I am trying to solve Optimisation problem with pyomo (Pyomo 5.3 (CPython 2.7.13 on Linux 3.10.0-514.26.2.el7.x86_64)) using CBC solver (Version: 2.9.8) and specifying a time limit in solver of 60 sec. The solver is getting a feasible solution (-1415.8392) but apparently not yet optimal (-1415.84) as you can see below.
After time limit ends model seemingly exits with an error code. I want to print or get values of all variables of feasible solution using CBC in specified time limit. Or is there any other way by which I can set, if Model gets 99% value of an Optimal solution, to exit and print the feasible solution.
The error code is posted below.
Cbc0004I Integer solution of -1415.8392 found after 357760 iterations and 29278 nodes (47.87 seconds)
Cbc0010I After 30000 nodes, 6350 on tree, -1415.8392 best solution, best possible -1415.84 (48.87 seconds)
Cbc0010I After 31000 nodes, 6619 on tree, -1415.8392 best solution, best possible -1415.84 (50.73 seconds)
Cbc0010I After 32000 nodes, 6984 on tree, -1415.8392 best solution, best possible -1415.84 (52.49 seconds)
Cbc0010I After 33000 nodes, 7384 on tree, -1415.8392 best solution, best possible -1415.84 (54.31 seconds)
Cbc0010I After 34000 nodes, 7419 on tree, -1415.8392 best solution, best possible -1415.84 (55.73 seconds)
Cbc0010I After 35000 nodes, 7824 on tree, -1415.8392 best solution, best possible -1415.84 (57.37 seconds)
Traceback (most recent call last):
File "model_final.py", line 392, in
solver.solve(model, timelimit = 60*1, tee=True)
File "/home/aditya/0r/lib/python2.7/site-packages/pyomo/opt/base/solvers.py", line 655, in solve
default_variable_value=self._default_variable_value)
File "/home/aditya/0r/lib/python2.7/site-packages/pyomo/core/base/PyomoModel.py", line 242, in load_from
% str(results.solver.status))
ValueError: Cannot load a SolverResults object with bad status: error
When I run the model generated by pyomo manually using the same command-line parameters as pyomo /usr/bin/cbc -sec 60 -printingOptions all -import /tmp/tmpJK1ieR.pyomo.lp -import -stat=1 -solve -solu /tmp/tmpJK1ieR.pyomo.soln it seems to exit normally and also writes the solution as shown below.
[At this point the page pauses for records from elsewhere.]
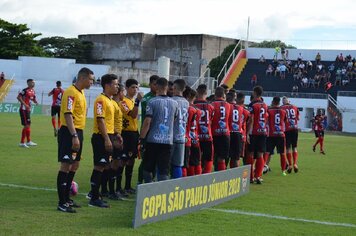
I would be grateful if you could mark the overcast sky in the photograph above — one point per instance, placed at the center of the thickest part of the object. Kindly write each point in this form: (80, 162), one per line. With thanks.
(302, 23)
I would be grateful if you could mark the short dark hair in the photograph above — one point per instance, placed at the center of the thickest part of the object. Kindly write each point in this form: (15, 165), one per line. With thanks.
(130, 82)
(153, 78)
(162, 82)
(180, 84)
(84, 72)
(202, 89)
(107, 79)
(258, 90)
(219, 92)
(276, 100)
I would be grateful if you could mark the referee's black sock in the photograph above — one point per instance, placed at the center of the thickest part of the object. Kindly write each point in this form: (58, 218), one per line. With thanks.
(128, 176)
(70, 178)
(61, 186)
(119, 172)
(95, 184)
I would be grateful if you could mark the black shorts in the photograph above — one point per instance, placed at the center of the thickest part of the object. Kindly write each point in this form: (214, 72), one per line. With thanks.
(207, 150)
(157, 155)
(65, 152)
(55, 110)
(186, 156)
(319, 133)
(195, 156)
(278, 142)
(100, 156)
(130, 150)
(257, 143)
(235, 145)
(25, 117)
(221, 146)
(291, 138)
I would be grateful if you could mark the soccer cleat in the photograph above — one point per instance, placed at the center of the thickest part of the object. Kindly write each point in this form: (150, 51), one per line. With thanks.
(73, 204)
(31, 143)
(98, 203)
(65, 208)
(259, 180)
(23, 145)
(130, 191)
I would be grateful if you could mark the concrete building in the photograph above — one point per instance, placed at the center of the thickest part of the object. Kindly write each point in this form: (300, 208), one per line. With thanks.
(136, 54)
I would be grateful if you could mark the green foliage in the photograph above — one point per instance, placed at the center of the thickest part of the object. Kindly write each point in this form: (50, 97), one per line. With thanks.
(15, 40)
(217, 63)
(67, 48)
(271, 44)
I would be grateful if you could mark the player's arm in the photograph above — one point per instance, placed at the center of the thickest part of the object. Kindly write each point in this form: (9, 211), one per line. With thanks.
(134, 112)
(104, 134)
(145, 127)
(70, 124)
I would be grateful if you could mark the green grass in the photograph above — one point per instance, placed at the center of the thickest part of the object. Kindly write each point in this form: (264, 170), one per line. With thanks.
(323, 190)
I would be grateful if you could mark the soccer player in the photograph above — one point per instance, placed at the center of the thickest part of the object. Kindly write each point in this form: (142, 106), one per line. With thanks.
(56, 94)
(204, 128)
(148, 96)
(103, 136)
(291, 134)
(180, 124)
(25, 97)
(70, 136)
(220, 128)
(129, 106)
(235, 130)
(319, 131)
(257, 129)
(276, 137)
(157, 130)
(192, 157)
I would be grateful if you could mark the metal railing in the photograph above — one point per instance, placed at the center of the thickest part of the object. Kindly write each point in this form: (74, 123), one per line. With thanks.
(229, 61)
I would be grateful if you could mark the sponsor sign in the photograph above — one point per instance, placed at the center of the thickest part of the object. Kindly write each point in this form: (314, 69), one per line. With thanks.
(167, 199)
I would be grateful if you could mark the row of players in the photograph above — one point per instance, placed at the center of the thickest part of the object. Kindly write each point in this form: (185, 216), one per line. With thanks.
(188, 133)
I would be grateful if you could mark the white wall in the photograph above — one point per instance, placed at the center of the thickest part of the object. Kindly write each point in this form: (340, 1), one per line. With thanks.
(307, 54)
(11, 68)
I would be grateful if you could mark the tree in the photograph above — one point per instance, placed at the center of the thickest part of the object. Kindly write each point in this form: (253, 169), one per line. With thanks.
(15, 40)
(217, 63)
(67, 48)
(271, 44)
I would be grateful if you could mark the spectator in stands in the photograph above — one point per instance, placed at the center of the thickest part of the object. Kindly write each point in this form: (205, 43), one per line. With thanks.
(262, 59)
(309, 65)
(254, 80)
(295, 90)
(317, 58)
(282, 71)
(269, 69)
(305, 82)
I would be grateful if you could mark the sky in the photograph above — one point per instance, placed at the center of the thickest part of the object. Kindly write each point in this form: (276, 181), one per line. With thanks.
(301, 23)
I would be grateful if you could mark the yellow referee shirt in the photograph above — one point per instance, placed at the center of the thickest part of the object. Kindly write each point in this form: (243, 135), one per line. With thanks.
(74, 102)
(128, 123)
(104, 108)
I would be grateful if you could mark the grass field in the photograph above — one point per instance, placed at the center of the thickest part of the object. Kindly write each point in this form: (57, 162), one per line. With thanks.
(324, 190)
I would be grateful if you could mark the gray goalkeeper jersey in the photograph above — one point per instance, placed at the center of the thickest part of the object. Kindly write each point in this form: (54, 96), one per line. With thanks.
(163, 110)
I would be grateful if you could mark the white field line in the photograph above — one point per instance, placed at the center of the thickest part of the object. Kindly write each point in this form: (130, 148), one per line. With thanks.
(43, 189)
(283, 217)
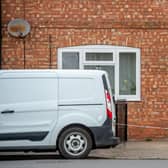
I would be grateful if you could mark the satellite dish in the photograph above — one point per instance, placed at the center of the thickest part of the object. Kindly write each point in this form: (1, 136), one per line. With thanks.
(18, 28)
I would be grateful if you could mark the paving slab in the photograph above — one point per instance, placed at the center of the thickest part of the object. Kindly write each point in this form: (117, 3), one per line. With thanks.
(135, 150)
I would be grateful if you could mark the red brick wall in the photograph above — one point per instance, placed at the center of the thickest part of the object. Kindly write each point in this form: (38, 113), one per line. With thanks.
(133, 23)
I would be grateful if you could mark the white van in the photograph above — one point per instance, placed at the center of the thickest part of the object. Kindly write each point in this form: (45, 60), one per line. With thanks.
(65, 110)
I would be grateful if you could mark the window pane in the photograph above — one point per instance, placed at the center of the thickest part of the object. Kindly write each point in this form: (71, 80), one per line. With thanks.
(99, 56)
(70, 60)
(127, 73)
(109, 69)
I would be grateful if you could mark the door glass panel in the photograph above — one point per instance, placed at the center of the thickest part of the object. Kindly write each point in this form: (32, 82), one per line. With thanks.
(127, 73)
(108, 68)
(70, 60)
(99, 56)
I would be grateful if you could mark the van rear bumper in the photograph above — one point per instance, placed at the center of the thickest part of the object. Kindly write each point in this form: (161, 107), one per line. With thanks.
(103, 137)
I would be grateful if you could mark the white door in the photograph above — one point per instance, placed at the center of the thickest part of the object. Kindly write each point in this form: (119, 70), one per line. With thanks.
(28, 109)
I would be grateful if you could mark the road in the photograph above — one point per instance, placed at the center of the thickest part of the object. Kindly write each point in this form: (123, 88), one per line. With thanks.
(55, 161)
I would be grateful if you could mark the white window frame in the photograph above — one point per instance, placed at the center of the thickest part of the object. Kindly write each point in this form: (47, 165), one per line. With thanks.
(115, 62)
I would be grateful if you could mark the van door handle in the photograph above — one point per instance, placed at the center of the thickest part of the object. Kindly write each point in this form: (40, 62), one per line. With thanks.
(7, 111)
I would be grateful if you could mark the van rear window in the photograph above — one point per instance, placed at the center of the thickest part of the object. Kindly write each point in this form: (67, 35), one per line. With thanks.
(105, 83)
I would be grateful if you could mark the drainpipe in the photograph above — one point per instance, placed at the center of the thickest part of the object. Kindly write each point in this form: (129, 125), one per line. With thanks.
(1, 36)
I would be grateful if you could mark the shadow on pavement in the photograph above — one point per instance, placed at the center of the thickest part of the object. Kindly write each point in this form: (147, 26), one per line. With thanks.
(36, 157)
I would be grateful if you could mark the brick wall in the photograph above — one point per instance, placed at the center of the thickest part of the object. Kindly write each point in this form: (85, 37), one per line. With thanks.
(134, 23)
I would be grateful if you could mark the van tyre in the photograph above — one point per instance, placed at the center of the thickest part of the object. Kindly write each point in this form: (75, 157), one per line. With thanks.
(75, 143)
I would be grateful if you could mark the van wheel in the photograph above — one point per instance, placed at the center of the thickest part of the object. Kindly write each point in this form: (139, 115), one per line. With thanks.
(75, 143)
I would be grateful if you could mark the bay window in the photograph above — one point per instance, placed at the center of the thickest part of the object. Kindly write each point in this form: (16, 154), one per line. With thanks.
(121, 63)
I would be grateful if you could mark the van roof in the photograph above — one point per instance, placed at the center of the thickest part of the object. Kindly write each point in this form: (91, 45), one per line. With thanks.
(48, 73)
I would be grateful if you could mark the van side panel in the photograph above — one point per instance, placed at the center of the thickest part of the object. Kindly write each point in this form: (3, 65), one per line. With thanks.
(34, 105)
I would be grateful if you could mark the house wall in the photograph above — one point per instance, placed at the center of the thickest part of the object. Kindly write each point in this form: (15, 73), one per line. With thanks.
(133, 23)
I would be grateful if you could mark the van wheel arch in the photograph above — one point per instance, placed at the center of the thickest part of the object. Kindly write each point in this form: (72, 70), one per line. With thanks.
(80, 126)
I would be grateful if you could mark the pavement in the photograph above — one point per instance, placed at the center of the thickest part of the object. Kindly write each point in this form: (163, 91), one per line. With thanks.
(129, 150)
(135, 150)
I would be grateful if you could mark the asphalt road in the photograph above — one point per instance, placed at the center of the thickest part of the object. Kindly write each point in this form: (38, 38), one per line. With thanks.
(55, 161)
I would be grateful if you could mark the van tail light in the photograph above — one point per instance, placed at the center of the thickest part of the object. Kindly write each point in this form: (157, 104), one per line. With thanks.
(108, 105)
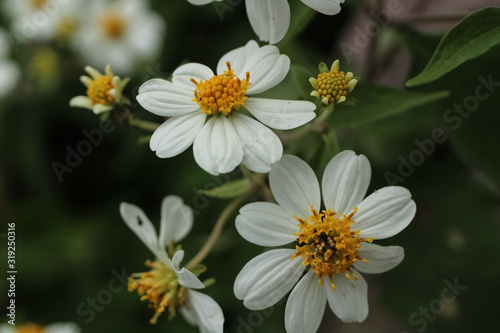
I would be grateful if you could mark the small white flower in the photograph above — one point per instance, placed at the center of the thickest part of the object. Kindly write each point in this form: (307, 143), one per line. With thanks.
(34, 328)
(104, 91)
(167, 286)
(327, 250)
(123, 33)
(223, 137)
(270, 19)
(9, 70)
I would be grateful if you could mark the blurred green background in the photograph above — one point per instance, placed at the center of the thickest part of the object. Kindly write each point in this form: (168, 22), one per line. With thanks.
(71, 241)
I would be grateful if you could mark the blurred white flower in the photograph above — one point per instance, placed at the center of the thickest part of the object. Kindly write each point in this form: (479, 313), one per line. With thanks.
(328, 247)
(104, 91)
(9, 70)
(228, 138)
(34, 328)
(124, 33)
(166, 286)
(270, 19)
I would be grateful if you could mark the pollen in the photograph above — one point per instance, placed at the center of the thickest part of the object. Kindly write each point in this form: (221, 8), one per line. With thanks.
(30, 328)
(113, 24)
(160, 286)
(327, 244)
(98, 90)
(38, 3)
(222, 93)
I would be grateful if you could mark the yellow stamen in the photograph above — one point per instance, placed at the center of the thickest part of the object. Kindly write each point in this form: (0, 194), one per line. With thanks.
(221, 93)
(30, 328)
(160, 286)
(98, 90)
(113, 24)
(327, 244)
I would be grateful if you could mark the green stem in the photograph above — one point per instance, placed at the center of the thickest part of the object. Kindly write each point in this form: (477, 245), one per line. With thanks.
(219, 225)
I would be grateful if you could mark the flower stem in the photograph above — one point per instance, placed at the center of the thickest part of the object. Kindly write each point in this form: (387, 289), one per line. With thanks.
(219, 225)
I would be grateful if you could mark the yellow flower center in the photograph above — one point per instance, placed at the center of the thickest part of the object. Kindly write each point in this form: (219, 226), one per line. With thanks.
(222, 93)
(114, 24)
(98, 90)
(30, 328)
(332, 85)
(327, 244)
(38, 3)
(160, 286)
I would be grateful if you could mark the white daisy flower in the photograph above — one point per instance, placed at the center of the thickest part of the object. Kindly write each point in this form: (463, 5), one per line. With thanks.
(9, 70)
(332, 245)
(270, 19)
(223, 136)
(34, 328)
(104, 91)
(167, 286)
(124, 33)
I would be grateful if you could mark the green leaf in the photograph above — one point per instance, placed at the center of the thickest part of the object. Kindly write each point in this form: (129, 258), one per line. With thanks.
(300, 77)
(470, 38)
(229, 190)
(377, 102)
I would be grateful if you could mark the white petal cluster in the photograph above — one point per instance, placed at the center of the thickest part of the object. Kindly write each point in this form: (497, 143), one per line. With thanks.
(176, 222)
(221, 143)
(270, 276)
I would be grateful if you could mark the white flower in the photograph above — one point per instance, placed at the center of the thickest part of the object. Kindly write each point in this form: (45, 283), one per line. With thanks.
(104, 91)
(122, 33)
(327, 250)
(9, 70)
(167, 286)
(270, 19)
(224, 137)
(33, 328)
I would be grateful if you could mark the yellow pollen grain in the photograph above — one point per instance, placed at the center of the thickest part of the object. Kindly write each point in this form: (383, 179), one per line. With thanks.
(332, 85)
(222, 93)
(113, 24)
(327, 244)
(159, 286)
(38, 3)
(98, 90)
(30, 328)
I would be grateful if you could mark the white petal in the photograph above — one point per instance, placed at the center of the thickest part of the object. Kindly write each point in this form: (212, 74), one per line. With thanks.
(267, 278)
(182, 76)
(139, 223)
(176, 220)
(237, 58)
(186, 278)
(266, 67)
(349, 300)
(266, 224)
(203, 311)
(281, 114)
(345, 181)
(176, 134)
(261, 147)
(305, 306)
(164, 98)
(217, 148)
(62, 328)
(295, 186)
(270, 19)
(384, 213)
(327, 7)
(380, 258)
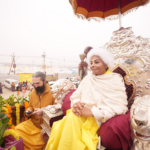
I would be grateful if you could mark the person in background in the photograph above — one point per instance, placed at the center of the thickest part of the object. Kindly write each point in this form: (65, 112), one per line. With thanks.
(18, 90)
(83, 65)
(28, 86)
(1, 90)
(20, 85)
(26, 83)
(13, 86)
(94, 102)
(30, 130)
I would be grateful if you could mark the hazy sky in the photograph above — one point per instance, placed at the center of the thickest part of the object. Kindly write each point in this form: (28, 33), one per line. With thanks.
(30, 27)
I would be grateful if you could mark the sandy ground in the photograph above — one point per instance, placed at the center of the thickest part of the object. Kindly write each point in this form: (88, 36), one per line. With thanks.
(7, 92)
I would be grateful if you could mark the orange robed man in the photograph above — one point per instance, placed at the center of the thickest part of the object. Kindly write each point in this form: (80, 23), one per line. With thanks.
(30, 130)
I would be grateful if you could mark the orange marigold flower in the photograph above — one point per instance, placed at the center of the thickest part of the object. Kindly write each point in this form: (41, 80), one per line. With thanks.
(12, 127)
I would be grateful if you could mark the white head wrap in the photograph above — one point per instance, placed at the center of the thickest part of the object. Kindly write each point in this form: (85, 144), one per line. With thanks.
(106, 56)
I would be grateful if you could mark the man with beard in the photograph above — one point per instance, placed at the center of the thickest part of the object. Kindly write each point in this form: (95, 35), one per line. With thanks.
(30, 130)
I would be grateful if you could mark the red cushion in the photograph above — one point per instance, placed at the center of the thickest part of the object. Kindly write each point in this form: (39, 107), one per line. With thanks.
(115, 133)
(66, 103)
(10, 141)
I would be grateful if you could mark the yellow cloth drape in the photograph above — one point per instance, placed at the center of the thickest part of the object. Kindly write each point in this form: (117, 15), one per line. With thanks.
(25, 77)
(74, 133)
(31, 135)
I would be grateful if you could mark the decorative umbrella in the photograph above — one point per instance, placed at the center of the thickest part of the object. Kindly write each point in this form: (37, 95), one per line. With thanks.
(101, 9)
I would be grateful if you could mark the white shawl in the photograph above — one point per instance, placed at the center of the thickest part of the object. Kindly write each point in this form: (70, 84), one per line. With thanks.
(104, 94)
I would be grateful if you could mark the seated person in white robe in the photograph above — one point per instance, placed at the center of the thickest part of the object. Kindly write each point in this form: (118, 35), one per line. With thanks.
(101, 95)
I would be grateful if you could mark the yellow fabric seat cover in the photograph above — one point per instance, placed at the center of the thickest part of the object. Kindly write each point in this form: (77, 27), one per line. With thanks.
(74, 133)
(31, 135)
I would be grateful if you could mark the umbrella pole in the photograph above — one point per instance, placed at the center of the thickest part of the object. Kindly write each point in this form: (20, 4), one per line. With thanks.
(119, 14)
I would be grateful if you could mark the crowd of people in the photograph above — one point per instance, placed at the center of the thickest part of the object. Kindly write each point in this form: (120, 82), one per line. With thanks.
(99, 98)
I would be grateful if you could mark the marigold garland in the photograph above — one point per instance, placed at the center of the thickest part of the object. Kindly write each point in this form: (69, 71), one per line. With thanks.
(9, 113)
(26, 105)
(11, 132)
(17, 113)
(5, 110)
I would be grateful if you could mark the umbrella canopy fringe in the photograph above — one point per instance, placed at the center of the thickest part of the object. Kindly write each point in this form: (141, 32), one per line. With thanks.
(98, 19)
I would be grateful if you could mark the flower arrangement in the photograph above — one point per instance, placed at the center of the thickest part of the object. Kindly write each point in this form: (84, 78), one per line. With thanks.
(17, 113)
(5, 121)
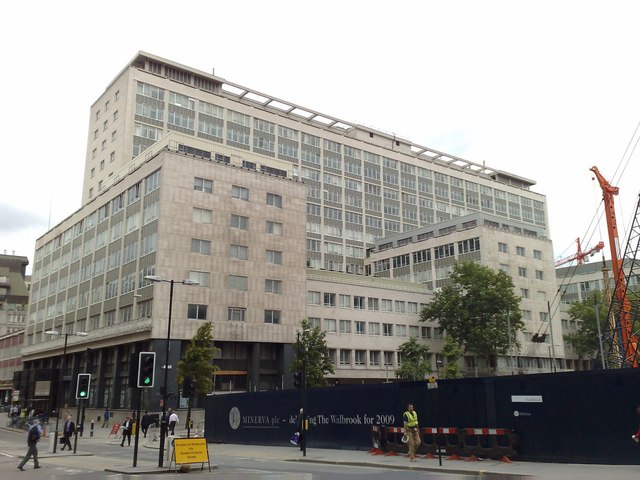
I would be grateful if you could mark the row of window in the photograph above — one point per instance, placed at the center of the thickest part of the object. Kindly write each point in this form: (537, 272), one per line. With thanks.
(358, 302)
(271, 139)
(360, 327)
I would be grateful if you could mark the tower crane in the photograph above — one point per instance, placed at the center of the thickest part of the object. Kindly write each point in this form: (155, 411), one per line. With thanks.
(625, 339)
(580, 256)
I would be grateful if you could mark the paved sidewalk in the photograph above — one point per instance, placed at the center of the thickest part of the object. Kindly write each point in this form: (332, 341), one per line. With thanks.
(483, 468)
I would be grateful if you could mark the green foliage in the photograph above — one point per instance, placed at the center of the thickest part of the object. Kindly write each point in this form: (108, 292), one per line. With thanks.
(451, 352)
(311, 350)
(198, 361)
(476, 308)
(584, 340)
(414, 365)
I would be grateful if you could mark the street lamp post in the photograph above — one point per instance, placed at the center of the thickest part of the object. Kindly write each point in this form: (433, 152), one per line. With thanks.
(59, 400)
(163, 423)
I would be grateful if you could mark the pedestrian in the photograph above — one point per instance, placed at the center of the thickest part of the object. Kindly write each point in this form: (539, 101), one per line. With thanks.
(410, 419)
(67, 432)
(33, 437)
(126, 431)
(300, 429)
(173, 421)
(106, 417)
(146, 421)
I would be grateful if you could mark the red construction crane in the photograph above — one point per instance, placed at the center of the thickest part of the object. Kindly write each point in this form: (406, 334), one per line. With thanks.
(580, 255)
(627, 339)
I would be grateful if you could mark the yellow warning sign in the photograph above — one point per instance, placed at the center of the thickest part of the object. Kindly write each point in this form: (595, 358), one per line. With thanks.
(191, 450)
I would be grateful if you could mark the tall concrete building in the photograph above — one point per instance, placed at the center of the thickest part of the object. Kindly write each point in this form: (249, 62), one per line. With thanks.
(427, 254)
(14, 299)
(189, 176)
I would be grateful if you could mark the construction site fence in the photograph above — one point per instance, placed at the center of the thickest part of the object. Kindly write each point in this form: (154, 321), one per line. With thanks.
(455, 443)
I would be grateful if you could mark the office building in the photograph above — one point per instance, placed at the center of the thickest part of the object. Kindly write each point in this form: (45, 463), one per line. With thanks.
(189, 176)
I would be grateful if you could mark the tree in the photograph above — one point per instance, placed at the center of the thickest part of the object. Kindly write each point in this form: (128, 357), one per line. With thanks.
(585, 340)
(311, 351)
(451, 352)
(414, 365)
(198, 362)
(478, 309)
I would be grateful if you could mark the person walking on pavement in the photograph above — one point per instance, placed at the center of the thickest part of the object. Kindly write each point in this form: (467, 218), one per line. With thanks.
(33, 437)
(146, 421)
(107, 415)
(126, 432)
(410, 419)
(300, 429)
(173, 420)
(67, 432)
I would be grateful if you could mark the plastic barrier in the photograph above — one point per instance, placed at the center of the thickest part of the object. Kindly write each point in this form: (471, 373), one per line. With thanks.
(393, 436)
(496, 443)
(377, 441)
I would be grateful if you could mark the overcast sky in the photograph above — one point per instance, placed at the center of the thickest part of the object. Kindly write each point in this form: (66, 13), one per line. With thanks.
(542, 89)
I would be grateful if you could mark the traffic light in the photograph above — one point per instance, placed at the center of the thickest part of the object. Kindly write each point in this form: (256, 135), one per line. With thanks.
(146, 369)
(188, 386)
(82, 388)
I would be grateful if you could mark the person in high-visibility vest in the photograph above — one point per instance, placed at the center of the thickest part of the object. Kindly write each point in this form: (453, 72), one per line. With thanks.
(410, 418)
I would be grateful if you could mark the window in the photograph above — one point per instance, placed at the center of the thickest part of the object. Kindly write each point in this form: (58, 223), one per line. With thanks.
(201, 215)
(374, 358)
(202, 185)
(345, 326)
(274, 200)
(329, 325)
(329, 299)
(387, 305)
(196, 312)
(240, 192)
(273, 286)
(358, 302)
(201, 246)
(241, 252)
(345, 357)
(273, 257)
(313, 298)
(201, 277)
(274, 228)
(238, 221)
(236, 314)
(272, 316)
(238, 282)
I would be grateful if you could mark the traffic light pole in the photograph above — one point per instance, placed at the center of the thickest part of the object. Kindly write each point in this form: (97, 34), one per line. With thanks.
(75, 436)
(137, 423)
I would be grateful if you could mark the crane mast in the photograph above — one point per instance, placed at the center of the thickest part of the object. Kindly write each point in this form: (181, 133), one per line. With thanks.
(625, 340)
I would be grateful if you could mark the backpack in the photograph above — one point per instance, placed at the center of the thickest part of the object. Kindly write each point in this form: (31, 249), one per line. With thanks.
(33, 436)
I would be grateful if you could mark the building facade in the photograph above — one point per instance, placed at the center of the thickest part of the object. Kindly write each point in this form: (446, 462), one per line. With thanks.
(188, 176)
(14, 300)
(427, 255)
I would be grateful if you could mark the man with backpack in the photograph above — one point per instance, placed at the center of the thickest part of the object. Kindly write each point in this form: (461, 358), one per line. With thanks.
(33, 437)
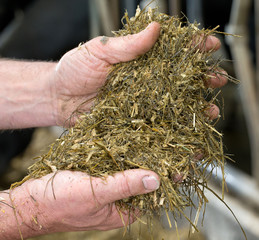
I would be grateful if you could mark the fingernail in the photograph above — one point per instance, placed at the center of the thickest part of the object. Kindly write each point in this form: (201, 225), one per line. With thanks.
(150, 183)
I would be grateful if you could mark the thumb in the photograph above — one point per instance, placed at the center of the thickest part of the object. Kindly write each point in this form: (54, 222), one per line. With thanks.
(125, 184)
(122, 49)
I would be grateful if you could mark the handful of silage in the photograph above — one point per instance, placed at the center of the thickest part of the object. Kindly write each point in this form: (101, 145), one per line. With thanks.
(151, 114)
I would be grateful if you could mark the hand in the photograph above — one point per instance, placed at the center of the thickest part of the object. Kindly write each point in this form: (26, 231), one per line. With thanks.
(72, 201)
(82, 71)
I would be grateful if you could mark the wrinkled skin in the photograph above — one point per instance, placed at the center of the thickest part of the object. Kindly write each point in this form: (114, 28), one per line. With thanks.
(69, 204)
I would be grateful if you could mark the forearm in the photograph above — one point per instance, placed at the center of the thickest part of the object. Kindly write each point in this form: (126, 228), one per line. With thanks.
(19, 216)
(25, 94)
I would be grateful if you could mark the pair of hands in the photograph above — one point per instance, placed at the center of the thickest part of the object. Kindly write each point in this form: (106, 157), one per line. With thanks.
(76, 79)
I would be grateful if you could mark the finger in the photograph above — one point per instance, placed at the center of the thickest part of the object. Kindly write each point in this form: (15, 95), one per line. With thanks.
(126, 48)
(217, 79)
(212, 112)
(207, 43)
(124, 184)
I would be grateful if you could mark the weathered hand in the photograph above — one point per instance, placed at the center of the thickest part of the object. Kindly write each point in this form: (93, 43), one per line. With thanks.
(72, 201)
(83, 70)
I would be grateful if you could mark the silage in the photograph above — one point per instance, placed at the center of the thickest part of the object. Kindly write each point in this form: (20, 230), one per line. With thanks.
(151, 114)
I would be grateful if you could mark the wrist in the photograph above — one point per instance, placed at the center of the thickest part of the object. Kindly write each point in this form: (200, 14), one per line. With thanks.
(20, 215)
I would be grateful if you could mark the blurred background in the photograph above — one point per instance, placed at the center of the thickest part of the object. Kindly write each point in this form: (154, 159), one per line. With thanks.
(46, 29)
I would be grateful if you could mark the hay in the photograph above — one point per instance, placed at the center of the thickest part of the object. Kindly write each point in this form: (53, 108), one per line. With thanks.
(151, 114)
Cbc0010I After 35000 nodes, 7824 on tree, -1415.8392 best solution, best possible -1415.84 (57.06 seconds)
Cbc0038I Full problem 205 rows 289 columns, reduced to 30 rows 52 columns
Cbc0010I After 36000 nodes, 8250 on tree, -1415.8392 best solution, best possible -1415.84 (58.73 seconds)
Cbc0020I Exiting on maximum time
Cbc0005I Partial search - best objective -1415.8392 (best possible -1415.84), took 464553 iterations and 36788 nodes (60.11 seconds)
Cbc0032I Strong branching done 15558 times (38451 iterations), fathomed 350 nodes and fixed 2076 variables
Cbc0035I Maximum depth 203, 5019 variables fixed on reduced cost
Cbc0038I Probing was tried 31933 times and created 138506 cuts of which 0 were active after adding rounds of cuts (4.431 seconds)
Cbc0038I Gomory was tried 30898 times and created 99534 cuts of which 0 were active after adding rounds of cuts (4.855 seconds)
Cbc0038I Knapsack was tried 30898 times and created 12926 cuts of which 0 were active after adding rounds of cuts (8.271 seconds)
Cbc0038I Clique was tried 100 times and created 0 cuts of which 0 were active after adding rounds of cuts (0.000 seconds)
Cbc0038I MixedIntegerRounding2 was tried 30898 times and created 13413 cuts of which 0 were active after adding rounds of cuts (3.652 seconds)
Cbc0038I FlowCover was tried 100 times and created 4 cuts of which 0 were active after adding rounds of cuts (0.019 seconds)
Cbc0038I TwoMirCuts was tried 30898 times and created 15292 cuts of which 0 were active after adding rounds of cuts (2.415 seconds)
Cbc0038I Stored from first was tried 30898 times and created 15734 cuts of which 0 were active after adding rounds of cuts (0.000 seconds)
Cbc0012I Integer solution of -1411.9992 found by Reduced search after 467825 iterations and 36838 nodes (60.12 seconds)
Cbc0020I Exiting on maximum time
Cbc0005I Partial search - best objective -1411.9992 (best possible -1415.4522), took 467825 iterations and 36838 nodes (60.12 seconds)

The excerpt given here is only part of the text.